The movie is currently in production in Montana.
It is scheduled to move to the upper Rogue River in Oregon around Sept. 9.
PHOTOGRAPHY STARTS Monday in Washington, D.C., and Bethesda, Md., on the low-budget “Eli’s Coming,” which marks the directorial debut of former Joan Rivers joke man Edward Sherman. The movie is about a young Jewish boy who gets cold feet on the eve of his bar mitzvah and runs away from home in quest of his identity.
HOW’S THIS FOR a lost and found? Former “Trip to Bountiful” executive producer Sam Grogg is facing a busy month as he takes over as the new dean of the school of filmmaking at the North Carolina School of the Arts.
Grogg segues to the fledgling film school after stints at FilmDallas Inc., which financed such pics as “Bountiful,””Da,””Patti Rocks” and “Spike of Bensonhurst,” and a partnership with special effects wizard John Dyksta at Magic Pictures Inc.
He’ll lead an ambitious effort by the school to build a film department.
Here’s a favorite quote from a profile on Grogg published in the Winston-Salem News & Record: “The film business is an antagonistic, chauvinistic , terrible industry, and it can drive you nuts. You think you have a slam-dunk, blockbuster hit with Bruce Willis and Danny Aiello, but then you end up with ‘Hudson Hawk.’ Being in the business took about 20 years off my life.”

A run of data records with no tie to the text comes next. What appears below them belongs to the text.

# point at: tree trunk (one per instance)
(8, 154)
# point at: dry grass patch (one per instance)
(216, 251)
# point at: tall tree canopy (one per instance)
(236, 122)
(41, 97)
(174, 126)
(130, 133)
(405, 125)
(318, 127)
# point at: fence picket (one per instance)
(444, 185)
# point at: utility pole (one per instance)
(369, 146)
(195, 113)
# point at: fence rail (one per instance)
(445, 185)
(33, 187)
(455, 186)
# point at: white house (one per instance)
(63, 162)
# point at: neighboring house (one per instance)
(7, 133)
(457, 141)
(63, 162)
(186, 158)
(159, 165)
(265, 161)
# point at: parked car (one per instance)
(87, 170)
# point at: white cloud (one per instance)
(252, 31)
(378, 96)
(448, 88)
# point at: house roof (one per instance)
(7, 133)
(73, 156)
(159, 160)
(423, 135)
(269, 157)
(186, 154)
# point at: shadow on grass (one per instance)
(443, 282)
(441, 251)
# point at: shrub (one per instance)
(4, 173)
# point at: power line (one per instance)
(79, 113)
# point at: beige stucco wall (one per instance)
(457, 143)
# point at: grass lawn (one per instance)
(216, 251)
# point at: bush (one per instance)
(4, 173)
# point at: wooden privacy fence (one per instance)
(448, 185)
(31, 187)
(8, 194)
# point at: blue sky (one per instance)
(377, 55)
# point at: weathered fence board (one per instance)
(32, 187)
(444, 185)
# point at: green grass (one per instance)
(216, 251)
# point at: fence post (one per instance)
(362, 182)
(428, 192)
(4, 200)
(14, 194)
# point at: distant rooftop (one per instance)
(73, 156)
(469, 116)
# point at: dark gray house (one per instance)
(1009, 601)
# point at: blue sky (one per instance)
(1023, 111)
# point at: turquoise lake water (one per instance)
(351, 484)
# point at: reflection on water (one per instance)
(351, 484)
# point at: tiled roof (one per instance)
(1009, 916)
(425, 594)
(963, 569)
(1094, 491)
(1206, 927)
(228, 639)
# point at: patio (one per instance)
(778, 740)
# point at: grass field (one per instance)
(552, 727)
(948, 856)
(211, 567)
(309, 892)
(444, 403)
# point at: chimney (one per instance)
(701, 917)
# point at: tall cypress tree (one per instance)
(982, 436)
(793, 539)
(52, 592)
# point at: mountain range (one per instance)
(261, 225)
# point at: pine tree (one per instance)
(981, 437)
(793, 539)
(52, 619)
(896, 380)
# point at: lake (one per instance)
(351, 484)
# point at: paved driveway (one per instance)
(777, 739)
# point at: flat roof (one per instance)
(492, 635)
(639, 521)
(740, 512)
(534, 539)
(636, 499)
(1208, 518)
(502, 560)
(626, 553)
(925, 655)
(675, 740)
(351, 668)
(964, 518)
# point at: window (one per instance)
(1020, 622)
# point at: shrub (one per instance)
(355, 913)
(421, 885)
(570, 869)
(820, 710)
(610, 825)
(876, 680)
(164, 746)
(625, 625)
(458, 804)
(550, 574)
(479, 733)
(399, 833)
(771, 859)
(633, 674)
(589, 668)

CAYMAN ISLANDS officials are keying on “The Firm” as a promotional vehicle for one of its chief attractions — scuba diving.
They point out that Tom Cruise and Gene Hackman are scuba aficionados, and insisted on shooting the film’s underwater scenes themselves.
They also supplied the following Diving Equipment Manufacturers Assn. list of celebrity divers: Cruise, Hackman, Harrison Ford, Chuck Norris, Brooke Shields, and, of course, Lloyd Bridges.
THE ABC-TV MOVIE “Betrayed by Love” got a big-screen premiere in Lexington, Ky., late last month. The Mare Winningham-starrer received the bluegrass unspooling because portions were shot in the state and co-producer and consultant Rich Baker is from Lexington.
THE ASSOCIATED PRESS ran a major piece on George Lucas’ Skywalker Ranch, which included a variety of formulas used by Lucas to deliver sounds. Here are a few:
o The Wookie’s sighs of angst in “Star Wars” are a taped amalgam of animals in distress at the Marin Humane Society.
o The velociraptor’s cry in the opening scene of “Jurassic Park” is a dolphin , while the sounds used for the velociraptor when hunting the two children are tortoises mating.